Well, 442000 queries. That's quite a lot. Assume the average domain is 20 bytes in length, then there is the timestamp, the client IP, the reply type and delay, etc. easily making 100 bytes for each result row.

While this is already a quite conservative estimate, it already goes up to 442000*100 Bytes = (roughly) 442 Megabytes. Add the bookkeeping data PHP needs to build the result array on top. Furthermore, there is also the SQL interface querying this data which needs to have memory for itself so it can process the requests with the all the filtering by time and maybe status. There isn't much we can do about this raw amount of data.

FTL can handle even much larger amounts of queries, however, that's because it uses a clever 8are you allowed to say this about your own thing?) compression/memory-optimization algorithm that ensures not only minimal overhead but also reduced needs for memory when a given string (like a domain name) comes up several times. With PHP, we cannot do this.

I don't think that this has changed from v4.x -> v5.0

There isn't anything we can do about this as this is given due to PHP works.
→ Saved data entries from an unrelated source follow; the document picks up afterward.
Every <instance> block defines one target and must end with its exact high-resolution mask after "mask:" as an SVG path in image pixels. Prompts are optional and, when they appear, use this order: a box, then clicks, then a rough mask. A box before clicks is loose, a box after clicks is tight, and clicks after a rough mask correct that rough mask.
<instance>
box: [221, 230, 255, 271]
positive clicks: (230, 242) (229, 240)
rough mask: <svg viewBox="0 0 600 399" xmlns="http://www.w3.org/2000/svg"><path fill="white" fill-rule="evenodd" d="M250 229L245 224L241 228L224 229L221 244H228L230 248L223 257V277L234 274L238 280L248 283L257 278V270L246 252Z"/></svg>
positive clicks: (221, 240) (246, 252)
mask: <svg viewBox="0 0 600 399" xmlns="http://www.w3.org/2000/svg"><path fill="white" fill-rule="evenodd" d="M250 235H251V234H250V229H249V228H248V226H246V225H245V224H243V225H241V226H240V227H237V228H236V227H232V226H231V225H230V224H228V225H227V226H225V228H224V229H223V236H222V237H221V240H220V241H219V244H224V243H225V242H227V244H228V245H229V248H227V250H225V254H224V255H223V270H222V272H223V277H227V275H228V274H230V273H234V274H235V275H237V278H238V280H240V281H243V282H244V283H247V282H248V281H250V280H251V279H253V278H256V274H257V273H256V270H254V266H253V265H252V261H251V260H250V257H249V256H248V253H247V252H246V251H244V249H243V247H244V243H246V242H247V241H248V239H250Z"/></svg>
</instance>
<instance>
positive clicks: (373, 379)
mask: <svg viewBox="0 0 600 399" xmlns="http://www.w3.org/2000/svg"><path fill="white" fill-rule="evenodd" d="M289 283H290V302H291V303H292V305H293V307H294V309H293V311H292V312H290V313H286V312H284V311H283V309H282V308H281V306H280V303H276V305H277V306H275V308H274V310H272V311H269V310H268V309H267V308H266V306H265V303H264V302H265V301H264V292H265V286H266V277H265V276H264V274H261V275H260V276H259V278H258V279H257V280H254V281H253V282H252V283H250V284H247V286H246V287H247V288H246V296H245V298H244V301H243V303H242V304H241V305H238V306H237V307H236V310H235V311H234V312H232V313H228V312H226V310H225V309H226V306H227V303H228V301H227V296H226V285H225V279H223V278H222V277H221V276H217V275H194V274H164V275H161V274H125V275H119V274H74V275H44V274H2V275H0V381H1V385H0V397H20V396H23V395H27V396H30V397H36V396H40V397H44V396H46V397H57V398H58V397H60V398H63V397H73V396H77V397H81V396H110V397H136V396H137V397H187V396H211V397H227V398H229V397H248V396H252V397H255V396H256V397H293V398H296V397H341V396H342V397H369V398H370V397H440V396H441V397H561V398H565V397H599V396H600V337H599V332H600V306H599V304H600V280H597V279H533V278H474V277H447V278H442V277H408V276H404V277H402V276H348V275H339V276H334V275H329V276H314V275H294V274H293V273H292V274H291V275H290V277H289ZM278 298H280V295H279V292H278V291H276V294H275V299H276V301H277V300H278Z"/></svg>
PHP and SQLite aren't able to parallelize this task.

Well, not really. The browser merely sees an error 500 being returned from the server when PHP is killed due to memory exhaustion. The error message that gets logged by PHP into /var/log/lighttpd/error.log is not available to the client.

Just printing the message

"Error: Not enough RAM allocated to PHP"

because we assume that this may be the reason can easily be misleading, only imagine users did modifications to their local source code and the error 500 is actually caused by a syntax error.

However, I see two possible solutions here:

Extend the text we show

An unknown error occurred with loading the data

to something like

An unknown error occurred with loading the data.
Check the server's log files (/var/log/lighttpd/error.log when you're using the default Pi-hole web server) for details. You may need to increase the memory available for Pi-hole in case you requested a lot of data.
While it is not possible to catch fatal errors (as they are fatal and not simple exceptions), it is actually possible to implement our own error handling routines which could handle this kind of error. However, this is somewhat lower-level and should be explored for v5.1

I'm assigning myself to this topic to remember myself to have a look.